Alors, rapidement, les règles ont été changées, et la taxe – dans ce cas, le droit de timbre sur les obligations au porteur – a été abolie. La réaction du reste du monde à cette évolution était également tout à fait prévisible. Petit à petit, les pays abolirent les règles qui faisaient fuir l’argent à l’étranger (comme les États-Unis l’ont fait en abolissant les règlements que les banques évitaient lorsqu’elles ont déménagé à Londres), rendant ainsi le monde terrestre encore plus semblable au monde pirate offshore que les banquiers de Warburg ont créé.

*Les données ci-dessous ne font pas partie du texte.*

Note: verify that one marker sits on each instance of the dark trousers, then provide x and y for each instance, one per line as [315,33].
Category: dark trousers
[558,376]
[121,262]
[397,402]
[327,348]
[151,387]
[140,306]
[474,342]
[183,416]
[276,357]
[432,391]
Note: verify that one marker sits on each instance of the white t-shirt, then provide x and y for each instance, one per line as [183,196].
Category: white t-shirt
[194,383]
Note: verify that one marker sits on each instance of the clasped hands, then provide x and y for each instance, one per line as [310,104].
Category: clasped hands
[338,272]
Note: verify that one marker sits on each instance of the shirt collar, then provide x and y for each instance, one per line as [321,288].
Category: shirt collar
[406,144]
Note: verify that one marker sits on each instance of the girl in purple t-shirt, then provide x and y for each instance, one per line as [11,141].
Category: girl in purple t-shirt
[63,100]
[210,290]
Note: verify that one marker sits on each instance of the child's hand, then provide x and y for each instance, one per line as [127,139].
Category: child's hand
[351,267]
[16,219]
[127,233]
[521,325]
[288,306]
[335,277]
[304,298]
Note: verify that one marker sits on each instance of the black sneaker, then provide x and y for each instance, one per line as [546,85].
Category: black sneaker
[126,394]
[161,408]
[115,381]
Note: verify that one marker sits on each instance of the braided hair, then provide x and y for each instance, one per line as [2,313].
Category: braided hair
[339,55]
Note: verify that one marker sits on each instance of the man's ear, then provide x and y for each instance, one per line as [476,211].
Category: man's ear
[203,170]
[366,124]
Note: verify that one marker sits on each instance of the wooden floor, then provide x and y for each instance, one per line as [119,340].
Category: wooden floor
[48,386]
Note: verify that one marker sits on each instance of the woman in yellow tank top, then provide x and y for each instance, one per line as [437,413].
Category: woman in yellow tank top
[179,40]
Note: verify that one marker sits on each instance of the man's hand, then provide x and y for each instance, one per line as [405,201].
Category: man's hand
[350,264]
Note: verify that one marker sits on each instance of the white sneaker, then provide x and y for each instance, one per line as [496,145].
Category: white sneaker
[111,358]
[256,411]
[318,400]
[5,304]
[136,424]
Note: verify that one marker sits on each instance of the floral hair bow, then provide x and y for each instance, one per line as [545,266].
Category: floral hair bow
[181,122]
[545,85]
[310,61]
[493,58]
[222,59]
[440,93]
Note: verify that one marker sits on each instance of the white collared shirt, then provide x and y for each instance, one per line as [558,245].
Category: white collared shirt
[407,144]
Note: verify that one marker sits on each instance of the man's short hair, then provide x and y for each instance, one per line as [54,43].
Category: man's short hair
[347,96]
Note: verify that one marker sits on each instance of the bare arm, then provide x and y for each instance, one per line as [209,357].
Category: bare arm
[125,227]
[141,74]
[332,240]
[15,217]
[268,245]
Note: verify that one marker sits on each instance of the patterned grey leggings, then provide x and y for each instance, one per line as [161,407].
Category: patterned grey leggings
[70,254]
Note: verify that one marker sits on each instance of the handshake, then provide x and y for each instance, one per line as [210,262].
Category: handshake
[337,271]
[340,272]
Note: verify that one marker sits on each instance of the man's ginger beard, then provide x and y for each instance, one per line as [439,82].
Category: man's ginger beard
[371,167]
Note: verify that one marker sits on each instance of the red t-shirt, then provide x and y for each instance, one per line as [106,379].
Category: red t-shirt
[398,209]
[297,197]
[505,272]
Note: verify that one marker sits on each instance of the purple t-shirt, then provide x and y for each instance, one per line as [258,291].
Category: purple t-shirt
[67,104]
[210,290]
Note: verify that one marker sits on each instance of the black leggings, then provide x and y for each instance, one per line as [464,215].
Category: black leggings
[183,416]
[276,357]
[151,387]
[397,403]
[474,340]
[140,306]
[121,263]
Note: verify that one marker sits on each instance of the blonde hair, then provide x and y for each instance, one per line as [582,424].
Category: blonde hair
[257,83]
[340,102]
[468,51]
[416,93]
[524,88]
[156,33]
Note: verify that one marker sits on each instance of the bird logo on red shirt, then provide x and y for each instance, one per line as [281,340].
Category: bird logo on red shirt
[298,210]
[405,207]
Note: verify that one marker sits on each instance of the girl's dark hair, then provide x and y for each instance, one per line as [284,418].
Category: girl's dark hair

Différentes nations sont affectées par Moneyland de différentes manières. Les citoyens riches des pays riches d’Europe et d’Amérique du Nord possèdent la plus grande quantité totale d’argent liquide à l’étranger, mais c’est une proportion relativement faible de la richesse nationale, grâce à la grande taille de l’économie de leurs pays. L’économiste Gabriel Zucman l’estime à seulement 4% pour les États-Unis. Pour la Russie, cependant, 52 % de la richesse des ménages se trouve à l’étranger, hors de la portée du gouvernement [d’où la bénédiction pour le gouvernement russe que furent les sanctions prises par le gouvernement étasunien contre certains oligarques russes, NdT]. Dans les pays du Golfe, ce taux monte à un étonnant 57 %.
« Il est très facile pour les oligarques des pays en développement, des pays non démocratiques, de cacher leur richesse. Cela les incite énormément à piller leur pays, et il n’y a pas de surveillance », explique Zucman.
En janvier, nous aurons une autre mise à jour sur la richesse mondiale que ces oligarques se sont accaparés : la seule surprise sera le volume précis de leur nouvelle acquisition, et le peu qu’il reste pour les autres. Mais nous ne devrions pas attendre jusque-là pour saisir l’urgence de la situation.
Nous devons agir maintenant pour faire la lumière sur leurs richesses, cette matière noire dont le pouvoir gravitationnel plisse le tissu de nos sociétés. Nous avons peut-être ignoré Moneyland, mais ses citoyens nomades ne nous ont pas ignorés. Si nous voulons reprendre le contrôle de nos économies et de nos démocraties, nous devons agir maintenant. Chaque jour où nous attendons, de plus en plus d’argent s’accumule contre nous.